Organisasi
merupakan suatu sistem terdiri dari
komponen-komponen (subsistem) yang saling berkaitan atau saling
tergantung (interdependence) satu sama lain dan dalam proses kerjasama
untuk mencapai tujuan tertentu. Sub-subsistem yang saling tergantung itu
adalah tujuan dan nilai-nilai (goals and values subsystem), teknikal
(technical subsystem), manajerial (managerial subsystem), psikososial
(psychosocial subsystem), dan subsistem struktur (structural subsystem).
Dalam
proses interaksi antara suatu subsistem dengan subsistem lainnya tidak
ada jaminan akan selalu terjadi kesesuaian atau kecocokan antara
individu pelaksananya. Setiap saat ketegangan dapat saja muncul, baik
antar individu maupun antar kelompok dalam organisasi. Banyak faktor
yang melatar - belakangi munculnya ketidakcocokan atau ketegangan,
antara lain: sifat-sifat pribadi yang berbeda, perbedaan kepentingan,
komunikasi yang “buruk”, perbedaan nilai, dan sebagainya.

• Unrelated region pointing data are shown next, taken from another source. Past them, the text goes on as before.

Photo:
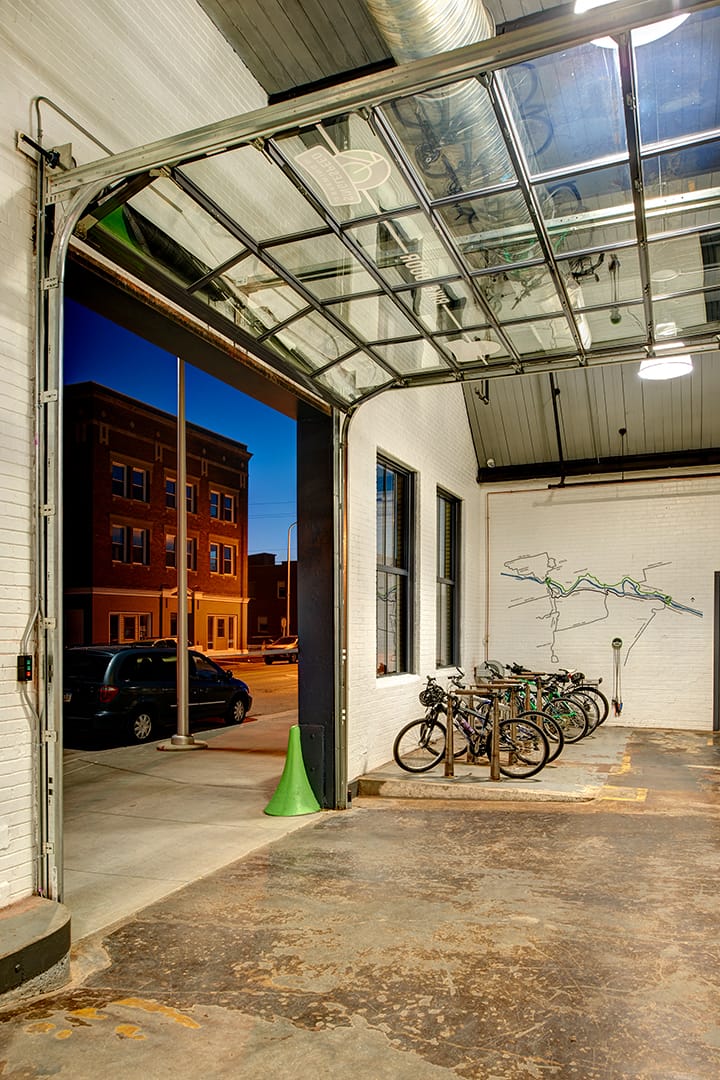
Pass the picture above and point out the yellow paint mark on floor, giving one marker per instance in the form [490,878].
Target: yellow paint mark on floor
[163,1010]
[623,794]
[625,766]
[130,1031]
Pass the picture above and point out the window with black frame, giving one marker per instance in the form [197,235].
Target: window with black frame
[394,579]
[448,562]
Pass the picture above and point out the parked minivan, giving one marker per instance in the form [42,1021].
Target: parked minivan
[132,691]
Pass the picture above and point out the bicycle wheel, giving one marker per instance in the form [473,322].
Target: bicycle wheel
[570,715]
[420,744]
[600,698]
[591,705]
[524,748]
[552,729]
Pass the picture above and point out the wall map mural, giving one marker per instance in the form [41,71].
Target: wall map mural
[579,598]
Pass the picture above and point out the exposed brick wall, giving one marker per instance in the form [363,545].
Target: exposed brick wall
[103,428]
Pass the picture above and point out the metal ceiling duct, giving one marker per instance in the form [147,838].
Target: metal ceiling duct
[418,28]
[415,29]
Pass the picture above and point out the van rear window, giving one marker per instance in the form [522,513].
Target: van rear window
[87,665]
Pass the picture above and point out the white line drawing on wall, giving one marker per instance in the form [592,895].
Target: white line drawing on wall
[545,570]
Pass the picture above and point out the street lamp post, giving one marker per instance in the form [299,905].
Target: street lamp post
[287,591]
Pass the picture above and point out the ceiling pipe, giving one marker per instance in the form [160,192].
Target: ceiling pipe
[555,391]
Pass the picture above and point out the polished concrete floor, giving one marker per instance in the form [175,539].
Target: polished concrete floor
[503,940]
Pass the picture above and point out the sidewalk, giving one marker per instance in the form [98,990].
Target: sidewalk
[578,774]
[425,940]
[139,824]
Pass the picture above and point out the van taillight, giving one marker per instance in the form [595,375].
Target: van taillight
[108,692]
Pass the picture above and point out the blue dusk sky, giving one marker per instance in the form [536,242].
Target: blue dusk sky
[97,350]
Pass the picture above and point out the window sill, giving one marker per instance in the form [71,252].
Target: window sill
[404,678]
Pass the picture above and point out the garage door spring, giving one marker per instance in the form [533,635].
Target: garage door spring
[616,689]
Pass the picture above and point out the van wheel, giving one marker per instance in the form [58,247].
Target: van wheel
[236,712]
[141,726]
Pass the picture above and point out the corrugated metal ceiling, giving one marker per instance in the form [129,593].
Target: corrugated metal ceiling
[606,417]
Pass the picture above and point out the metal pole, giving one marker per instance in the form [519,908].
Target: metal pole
[494,747]
[287,591]
[182,739]
[449,747]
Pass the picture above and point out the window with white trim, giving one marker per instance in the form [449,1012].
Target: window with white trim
[130,482]
[447,589]
[394,568]
[130,544]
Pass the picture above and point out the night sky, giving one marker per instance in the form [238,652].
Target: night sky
[99,351]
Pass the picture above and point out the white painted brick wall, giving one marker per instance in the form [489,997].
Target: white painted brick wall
[128,72]
[426,432]
[661,535]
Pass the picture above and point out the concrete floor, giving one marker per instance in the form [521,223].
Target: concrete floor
[139,824]
[424,939]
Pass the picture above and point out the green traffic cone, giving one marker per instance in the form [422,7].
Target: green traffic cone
[294,796]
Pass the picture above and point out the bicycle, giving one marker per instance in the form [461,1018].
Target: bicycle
[545,721]
[421,744]
[574,715]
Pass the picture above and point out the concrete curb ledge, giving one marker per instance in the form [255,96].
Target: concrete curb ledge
[35,947]
[470,788]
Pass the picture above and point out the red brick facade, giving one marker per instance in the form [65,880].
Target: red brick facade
[120,468]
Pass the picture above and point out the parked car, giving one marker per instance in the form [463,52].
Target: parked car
[119,689]
[167,643]
[283,648]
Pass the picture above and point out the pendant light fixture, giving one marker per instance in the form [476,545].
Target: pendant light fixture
[661,365]
[641,36]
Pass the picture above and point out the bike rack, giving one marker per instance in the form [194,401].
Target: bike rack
[491,688]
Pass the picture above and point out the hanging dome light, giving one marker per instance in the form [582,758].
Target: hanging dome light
[641,36]
[665,367]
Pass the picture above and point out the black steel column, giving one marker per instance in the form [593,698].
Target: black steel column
[317,601]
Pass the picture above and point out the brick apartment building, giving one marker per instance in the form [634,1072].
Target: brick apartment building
[268,608]
[120,505]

Perbedaan-perbedaan inilah yang akhirnya membawa organisasi ke dalam
suasana konflik. Agar organisasi dapat tampil efektif, maka individu dan
kelompok yang saling tergantung itu harus menciptakan hubungan kerja
yang saling mendukung satu sama lain, menuju pencapaian tujuan
organisasi.
Selain
dapat menciptakan kerjasama, hubungan saling tergantung dapat pula
melahirkan konflik. Hal ini terjadi jika masing-masing komponen
organisasi memiliki kepentingan atau tujuan sendiri-sendiri dan tidak
saling bekerjasama satu sama lain. Konflik dapat menjadi masalah yang
serius dalam setiap organisasi, tanpa peduli apapun bentuk dan tingkat
kompleksitas organisasi tersebut. Konflik tersebut mungkin tidak membawa
“kamatian” bagi organisasi, tetapi pasti dapat menurunkan kinerja
organisasi yang bersangkutan, jika konflik tersebut dibiarkan
berlarut-larut tanpa penyelesaian.
Banyak
definisi tentang konflik yang diberikan oleh ahli manajemen. Hal ini
tergantung pada sudut tinjauan yang digunakan dan persepsi para ahli
tersebut tentang konflik dalam organisasi. Namun, di antara makna makna
yang berbeda itu nampak ada suatu kesepakatan, bahwa konflik
dilatarbelakangi oleh adanya ketidakcocokan atau perbedaan dalam hal
nilai, tujuan, status, dan budaya.
Konflik
yang ada di dalam organisasi biasanya timbul dalam organisasi sebagai
hasil adanya masalah-masalah komunikasi, hubungan pribadi, atau struktur
organisasi. Dengan demikian konflik dapat diartikan adalah segala macam
interaksi pertentangan atau antagonistik antara dua atau lebih pihak.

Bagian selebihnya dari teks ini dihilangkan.